71,000,000 pounds?!? Are they sure they didn't miss a decimal point somewhere? I'd like to see an engineering article on how that thing withstands that much load.
Don't know about the Grand Canyon specifically. But in the bird books, they're not "sea gulls", they're "gulls", and they were pretty common in Colorado.
71 MILLION pounds?! Does anybody know what those beams are, or if that load is a major typo?
I did a quick calc because I'm bored at lunch: Assuming from those photos that the beams are 3ft x 6ft SOLID 50ksi steel, not dealing with self weight at all, and assuming the load is uniformly distributed, I get a max cantilever of about 10ft.
According to one website, a 747-200F has a max takeoff weight of 833000#. Of course I don't see where they are going to park 71 747's on that bridge and still have room for one fat tourist!
If you click on the video on the website listed at the top, you get a little bit of a feel of what the structure is like.
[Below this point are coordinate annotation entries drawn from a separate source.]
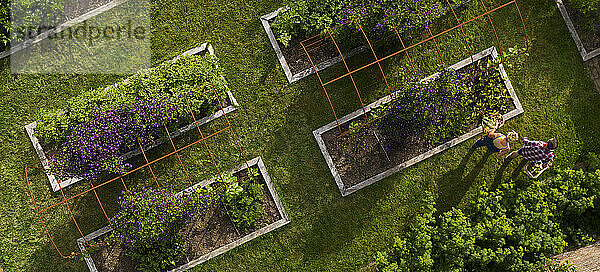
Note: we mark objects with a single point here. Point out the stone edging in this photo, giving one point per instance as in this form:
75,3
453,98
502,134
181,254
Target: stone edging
29,42
584,54
281,222
284,65
348,190
46,165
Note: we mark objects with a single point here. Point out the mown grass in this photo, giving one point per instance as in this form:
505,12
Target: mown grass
275,121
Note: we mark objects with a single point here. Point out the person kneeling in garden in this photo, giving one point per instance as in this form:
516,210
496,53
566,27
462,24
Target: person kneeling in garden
537,151
497,142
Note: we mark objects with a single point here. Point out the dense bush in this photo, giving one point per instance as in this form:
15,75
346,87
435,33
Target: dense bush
586,6
445,106
170,82
148,221
242,197
96,145
509,229
310,17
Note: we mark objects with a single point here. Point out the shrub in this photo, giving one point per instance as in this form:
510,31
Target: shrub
509,229
171,82
148,222
586,6
243,200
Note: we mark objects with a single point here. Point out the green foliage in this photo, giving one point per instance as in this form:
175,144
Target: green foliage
593,161
413,252
187,78
4,23
242,198
305,18
509,229
446,105
556,266
586,6
148,223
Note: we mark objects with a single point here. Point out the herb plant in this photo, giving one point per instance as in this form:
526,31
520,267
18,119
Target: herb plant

The beams are 32" x 72" twin steel box beams in a horseshoe shape. The glass floor is 5 "plies" thick - 3 19 mm plies, an 8 mm ply, and a 6 mm ply.
They did actual wind speed collection at the top of the cliff and recorded speeds of 80 and 90 mph.
The video also talks about 71,000,000 pounds. I'm still not quite sure where they get that number, because according to that video the glass floor is good for a little more 100 psf. That would mean a walkway area of 710,000 square feet to get to 71,000,000 pounds. There is no way the structure itself could hold up that much weight.
Maybe the 71,000,000 is the theoretical load the foundation could withstand. The structure would fail long before you ever got to that load.
One of the earlier threads seem to indicate that the skywalk was built on land controlled by a Sovereign Nation. That would raise the question of what code was it required to meet and under what code was it actually designed.
If I went it would be before it had a chance to fatigue.